This application claims the benefit of priority to Patent Application No. 202310160724.1, filed in China on Feb. 24, 2023; the entirety of which is incorporated herein by reference for all purposes.
The disclosure generally relates to memory management and, more particularly, to a method, a non-transitory computer-readable storage medium and an optical network unit (ONU) router for memory access control.
The network processing unit (NPU) is an integrated circuit, which can be programmed by software, and is dedicated in the networking equipment. An algorithm which runs on the NPU mainly includes varies functions of data packet processing for repeatedly receiving packets through one port, decapsulating packets in conformity to the reception protocol, processing data from the decapsulated ones, encapsulating the processed data into packets in conformity to the transmission protocol, and transmitting the data packets out through another port. As network applications become more and more diverse, and the amount of transmitted data become larger and larger, single-core NPUs cannot meet the requirements of data processing speed, thus, more and more network devices are equipped with a multi-core NPU to perform various tasks of packet processing and forwarding. However, the parallel execution of multi-core NPUs would result in contenting among cores for shared memory, thereby degrading the overall performance of network devices. Therefore, how to solve the contention conflict of the shared memory among the cores to improve the overall system performance is an important issue at present.
The disclosure relates to an embodiment of a method for memory access control, which is performed by a central processing unit (CPU), includes: obtaining an identification of a core that requests to allocate memory space; determining one from multiple allocated queues according to the identification of the core; and dequeuing one or more items in a shared resource pool starting from a slot that is pointed to by a take index, and enqueuing the one or more items into the determined allocated queue starting from an empty slot that is pointed to by a write index. Each item stored in the determined allocated queue includes a memory address range of a random access memory (RAM), so that the memory address range of the RAM has been reserved for the first core.
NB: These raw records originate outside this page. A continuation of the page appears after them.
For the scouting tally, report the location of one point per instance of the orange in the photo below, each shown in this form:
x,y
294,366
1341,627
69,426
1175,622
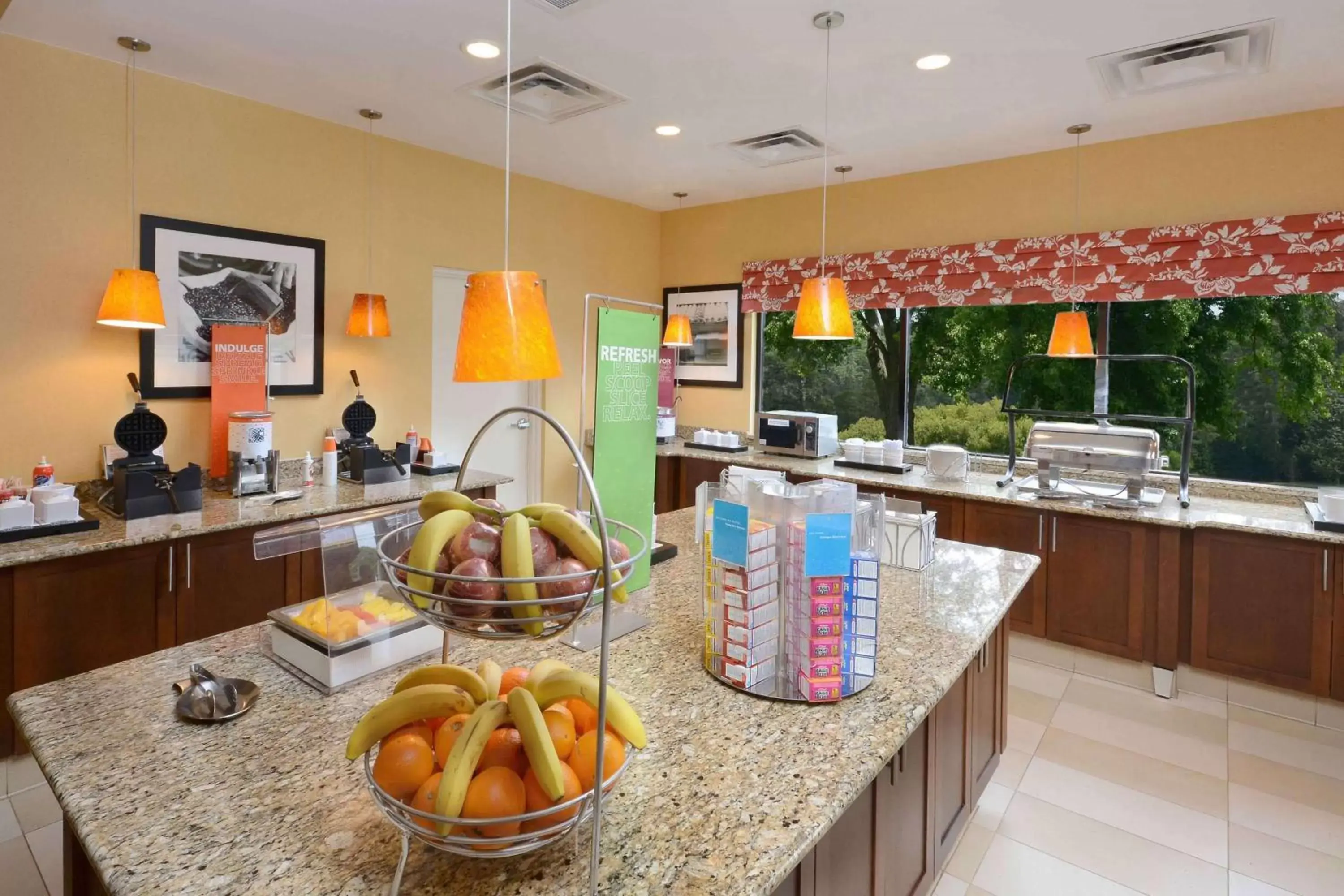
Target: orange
x,y
425,797
561,724
584,759
537,800
418,728
404,763
513,677
585,716
504,749
447,737
495,793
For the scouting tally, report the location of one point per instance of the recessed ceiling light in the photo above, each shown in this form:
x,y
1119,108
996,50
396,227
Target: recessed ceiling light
x,y
482,49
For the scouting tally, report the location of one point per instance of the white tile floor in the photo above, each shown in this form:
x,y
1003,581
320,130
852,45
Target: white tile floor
x,y
1111,790
1105,790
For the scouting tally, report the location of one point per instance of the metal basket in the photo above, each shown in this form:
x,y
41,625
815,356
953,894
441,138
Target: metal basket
x,y
495,620
409,820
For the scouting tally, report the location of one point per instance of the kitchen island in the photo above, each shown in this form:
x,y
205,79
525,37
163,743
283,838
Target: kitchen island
x,y
733,796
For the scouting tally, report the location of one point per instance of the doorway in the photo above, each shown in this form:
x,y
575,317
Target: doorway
x,y
513,447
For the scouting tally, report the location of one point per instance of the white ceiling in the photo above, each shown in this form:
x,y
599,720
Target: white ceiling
x,y
719,69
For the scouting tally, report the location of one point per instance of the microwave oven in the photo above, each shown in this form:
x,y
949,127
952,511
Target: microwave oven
x,y
797,433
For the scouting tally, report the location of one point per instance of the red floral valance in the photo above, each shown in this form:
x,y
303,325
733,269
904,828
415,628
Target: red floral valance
x,y
1254,257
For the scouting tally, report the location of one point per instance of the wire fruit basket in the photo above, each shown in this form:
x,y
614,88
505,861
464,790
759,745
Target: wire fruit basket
x,y
495,621
426,827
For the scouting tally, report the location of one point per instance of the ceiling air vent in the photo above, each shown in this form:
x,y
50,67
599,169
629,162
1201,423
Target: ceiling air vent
x,y
546,92
779,148
1244,50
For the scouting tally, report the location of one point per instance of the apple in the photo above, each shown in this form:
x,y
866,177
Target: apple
x,y
492,504
543,550
471,593
577,587
479,540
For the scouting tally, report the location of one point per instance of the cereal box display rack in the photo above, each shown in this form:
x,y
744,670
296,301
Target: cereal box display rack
x,y
791,585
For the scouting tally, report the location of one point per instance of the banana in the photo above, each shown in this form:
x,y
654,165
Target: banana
x,y
582,543
429,543
535,511
461,759
405,707
517,563
537,742
436,503
541,671
491,675
447,675
620,715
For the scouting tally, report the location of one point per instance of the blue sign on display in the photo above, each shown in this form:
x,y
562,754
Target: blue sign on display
x,y
827,544
730,532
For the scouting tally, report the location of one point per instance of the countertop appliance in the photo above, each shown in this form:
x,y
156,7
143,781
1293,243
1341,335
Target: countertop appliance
x,y
359,457
797,433
142,482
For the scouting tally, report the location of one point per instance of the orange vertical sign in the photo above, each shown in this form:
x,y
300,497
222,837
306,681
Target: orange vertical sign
x,y
237,383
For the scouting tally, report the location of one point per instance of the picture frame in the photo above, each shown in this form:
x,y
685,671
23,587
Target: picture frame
x,y
717,327
211,273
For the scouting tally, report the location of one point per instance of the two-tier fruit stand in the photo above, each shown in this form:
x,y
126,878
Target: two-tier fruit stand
x,y
557,617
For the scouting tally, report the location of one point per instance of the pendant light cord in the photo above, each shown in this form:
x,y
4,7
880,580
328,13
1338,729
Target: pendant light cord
x,y
369,207
1078,193
131,142
826,155
508,121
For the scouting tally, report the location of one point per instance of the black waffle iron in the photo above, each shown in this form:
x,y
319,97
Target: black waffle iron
x,y
142,482
361,458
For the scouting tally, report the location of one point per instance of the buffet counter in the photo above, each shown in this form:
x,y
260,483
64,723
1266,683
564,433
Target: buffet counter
x,y
734,794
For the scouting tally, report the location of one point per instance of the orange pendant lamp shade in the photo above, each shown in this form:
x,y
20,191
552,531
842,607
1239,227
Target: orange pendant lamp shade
x,y
1070,336
823,311
132,300
506,332
678,335
369,316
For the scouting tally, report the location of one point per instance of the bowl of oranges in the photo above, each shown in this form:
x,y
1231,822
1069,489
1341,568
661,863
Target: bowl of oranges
x,y
502,775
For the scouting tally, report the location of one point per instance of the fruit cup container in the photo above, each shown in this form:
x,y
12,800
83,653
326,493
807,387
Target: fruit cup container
x,y
425,827
496,620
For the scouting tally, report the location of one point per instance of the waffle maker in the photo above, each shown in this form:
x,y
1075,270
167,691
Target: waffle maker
x,y
142,482
361,458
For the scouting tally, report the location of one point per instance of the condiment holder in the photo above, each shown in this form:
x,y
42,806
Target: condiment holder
x,y
207,698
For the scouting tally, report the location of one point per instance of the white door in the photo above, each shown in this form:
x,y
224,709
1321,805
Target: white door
x,y
513,447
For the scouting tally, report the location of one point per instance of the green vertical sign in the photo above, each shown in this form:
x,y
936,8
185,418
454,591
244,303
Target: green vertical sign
x,y
624,432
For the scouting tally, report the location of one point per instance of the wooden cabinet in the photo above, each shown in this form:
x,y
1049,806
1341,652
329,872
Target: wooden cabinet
x,y
222,586
1262,609
987,734
951,511
1015,528
1096,583
904,820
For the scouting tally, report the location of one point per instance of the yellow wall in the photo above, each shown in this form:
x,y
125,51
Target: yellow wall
x,y
1262,167
215,158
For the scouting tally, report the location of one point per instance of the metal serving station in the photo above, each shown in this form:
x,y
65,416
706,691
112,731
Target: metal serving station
x,y
1092,443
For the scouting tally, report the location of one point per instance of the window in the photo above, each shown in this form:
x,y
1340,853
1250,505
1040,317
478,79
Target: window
x,y
1269,378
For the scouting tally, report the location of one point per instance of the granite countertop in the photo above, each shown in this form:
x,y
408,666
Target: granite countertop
x,y
730,794
221,511
1264,509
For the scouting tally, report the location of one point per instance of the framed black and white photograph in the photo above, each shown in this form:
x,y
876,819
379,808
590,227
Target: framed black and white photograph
x,y
211,275
715,355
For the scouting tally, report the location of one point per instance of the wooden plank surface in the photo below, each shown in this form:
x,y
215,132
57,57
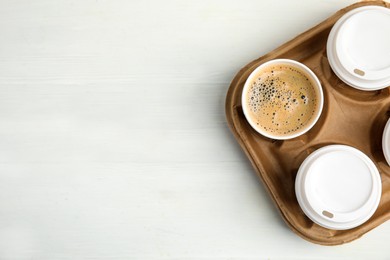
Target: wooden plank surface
x,y
113,139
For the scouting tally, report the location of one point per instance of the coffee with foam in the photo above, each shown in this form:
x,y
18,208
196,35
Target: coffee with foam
x,y
281,99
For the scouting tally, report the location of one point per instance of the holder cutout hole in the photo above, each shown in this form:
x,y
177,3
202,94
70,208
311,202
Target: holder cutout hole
x,y
359,72
327,214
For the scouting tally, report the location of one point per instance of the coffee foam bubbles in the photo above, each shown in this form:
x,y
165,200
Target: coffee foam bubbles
x,y
282,99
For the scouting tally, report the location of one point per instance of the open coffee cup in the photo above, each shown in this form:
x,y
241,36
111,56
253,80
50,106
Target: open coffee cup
x,y
282,99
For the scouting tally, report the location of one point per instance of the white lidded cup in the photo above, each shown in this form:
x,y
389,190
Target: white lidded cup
x,y
358,48
316,88
338,187
386,142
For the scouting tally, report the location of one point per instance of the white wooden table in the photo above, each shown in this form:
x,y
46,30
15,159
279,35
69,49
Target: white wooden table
x,y
113,138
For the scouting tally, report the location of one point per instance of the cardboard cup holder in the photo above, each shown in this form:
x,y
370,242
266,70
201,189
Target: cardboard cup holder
x,y
350,117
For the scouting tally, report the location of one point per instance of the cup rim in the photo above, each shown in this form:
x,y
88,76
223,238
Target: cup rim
x,y
309,73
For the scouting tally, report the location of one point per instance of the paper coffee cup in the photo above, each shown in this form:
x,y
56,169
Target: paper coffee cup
x,y
358,48
338,187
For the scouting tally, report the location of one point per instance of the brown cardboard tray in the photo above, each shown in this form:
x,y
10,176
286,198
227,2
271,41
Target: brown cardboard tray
x,y
351,117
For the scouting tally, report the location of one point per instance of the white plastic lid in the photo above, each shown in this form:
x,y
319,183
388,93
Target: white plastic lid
x,y
386,142
358,48
338,187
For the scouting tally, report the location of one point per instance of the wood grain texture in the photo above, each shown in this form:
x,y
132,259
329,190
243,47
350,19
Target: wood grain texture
x,y
113,139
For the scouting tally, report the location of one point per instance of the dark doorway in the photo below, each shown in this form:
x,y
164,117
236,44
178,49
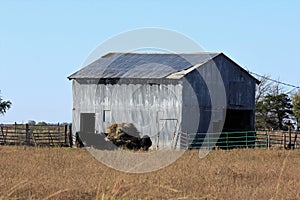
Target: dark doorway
x,y
238,120
238,130
87,122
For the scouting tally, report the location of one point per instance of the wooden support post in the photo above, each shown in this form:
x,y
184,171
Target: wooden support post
x,y
3,136
70,136
290,138
268,141
59,136
27,140
284,140
187,140
66,135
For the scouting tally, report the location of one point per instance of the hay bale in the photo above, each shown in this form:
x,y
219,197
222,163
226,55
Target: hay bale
x,y
126,136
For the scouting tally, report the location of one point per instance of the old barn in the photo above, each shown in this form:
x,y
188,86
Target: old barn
x,y
165,95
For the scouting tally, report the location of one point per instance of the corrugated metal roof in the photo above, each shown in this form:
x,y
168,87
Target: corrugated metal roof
x,y
141,65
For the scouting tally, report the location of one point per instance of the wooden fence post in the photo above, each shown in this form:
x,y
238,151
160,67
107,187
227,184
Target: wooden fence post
x,y
70,136
66,134
27,140
4,139
268,141
59,135
187,140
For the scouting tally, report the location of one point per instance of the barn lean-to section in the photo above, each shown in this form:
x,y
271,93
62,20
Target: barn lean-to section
x,y
163,95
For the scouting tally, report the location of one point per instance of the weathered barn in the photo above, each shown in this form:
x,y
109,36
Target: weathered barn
x,y
164,95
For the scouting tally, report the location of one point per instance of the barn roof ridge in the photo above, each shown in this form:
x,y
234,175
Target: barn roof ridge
x,y
149,65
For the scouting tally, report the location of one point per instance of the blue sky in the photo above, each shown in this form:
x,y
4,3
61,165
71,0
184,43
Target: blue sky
x,y
41,43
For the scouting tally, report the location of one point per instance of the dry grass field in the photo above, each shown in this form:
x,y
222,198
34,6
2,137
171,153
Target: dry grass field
x,y
64,173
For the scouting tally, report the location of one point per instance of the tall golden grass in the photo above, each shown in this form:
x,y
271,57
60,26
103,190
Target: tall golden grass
x,y
65,173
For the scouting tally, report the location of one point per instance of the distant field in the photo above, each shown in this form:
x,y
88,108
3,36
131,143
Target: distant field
x,y
60,173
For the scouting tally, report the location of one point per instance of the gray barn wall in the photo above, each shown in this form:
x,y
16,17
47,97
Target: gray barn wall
x,y
154,109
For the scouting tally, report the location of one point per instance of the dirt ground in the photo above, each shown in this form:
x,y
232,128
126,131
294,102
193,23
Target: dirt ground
x,y
65,173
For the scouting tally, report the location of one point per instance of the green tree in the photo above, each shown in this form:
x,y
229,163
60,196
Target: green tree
x,y
296,105
4,106
273,111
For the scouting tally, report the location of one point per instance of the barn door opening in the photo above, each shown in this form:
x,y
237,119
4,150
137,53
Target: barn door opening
x,y
87,122
167,133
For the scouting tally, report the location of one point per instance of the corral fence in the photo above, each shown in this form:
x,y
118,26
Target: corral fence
x,y
241,139
36,135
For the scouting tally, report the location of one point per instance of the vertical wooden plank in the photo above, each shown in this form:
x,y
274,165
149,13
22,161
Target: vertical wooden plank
x,y
59,136
66,132
27,132
70,136
4,139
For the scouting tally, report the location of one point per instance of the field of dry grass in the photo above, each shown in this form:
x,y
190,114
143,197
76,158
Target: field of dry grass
x,y
64,173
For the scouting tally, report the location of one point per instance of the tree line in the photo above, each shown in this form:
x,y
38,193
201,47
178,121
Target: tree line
x,y
276,109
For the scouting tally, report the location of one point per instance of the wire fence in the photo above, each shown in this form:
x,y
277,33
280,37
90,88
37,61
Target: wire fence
x,y
36,135
241,139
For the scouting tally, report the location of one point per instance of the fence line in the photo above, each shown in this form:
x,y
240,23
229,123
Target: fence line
x,y
36,135
241,139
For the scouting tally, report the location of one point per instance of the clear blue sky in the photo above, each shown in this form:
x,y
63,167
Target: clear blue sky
x,y
42,42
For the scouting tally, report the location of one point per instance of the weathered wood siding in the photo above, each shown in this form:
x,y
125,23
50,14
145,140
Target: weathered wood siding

The disclosure further relates to an embodiment of a non-transitory computer-readable storage medium having stored therein program code that, when loaded and executed by a CPU, causes the CPU to perform the above method for memory access control.
The disclosure further relates to an embodiment of an optical network unit (ONU) router for memory access control to include a NPU; a RAM and a CPU. The NPU includes multiple cores. The RAM includes a shared resource pool and multiple allocated queues. The CPU is arranged operably to: obtain an identification of a core that requests to allocate memory space; determine one from the allocated queues according to the identification of the core; and dequeue one or more items in the shared resource pool starting from a slot that is pointed to by a take index, and enqueue the one or more items into the determined allocated queue starting from an empty slot that is pointed to by a write index.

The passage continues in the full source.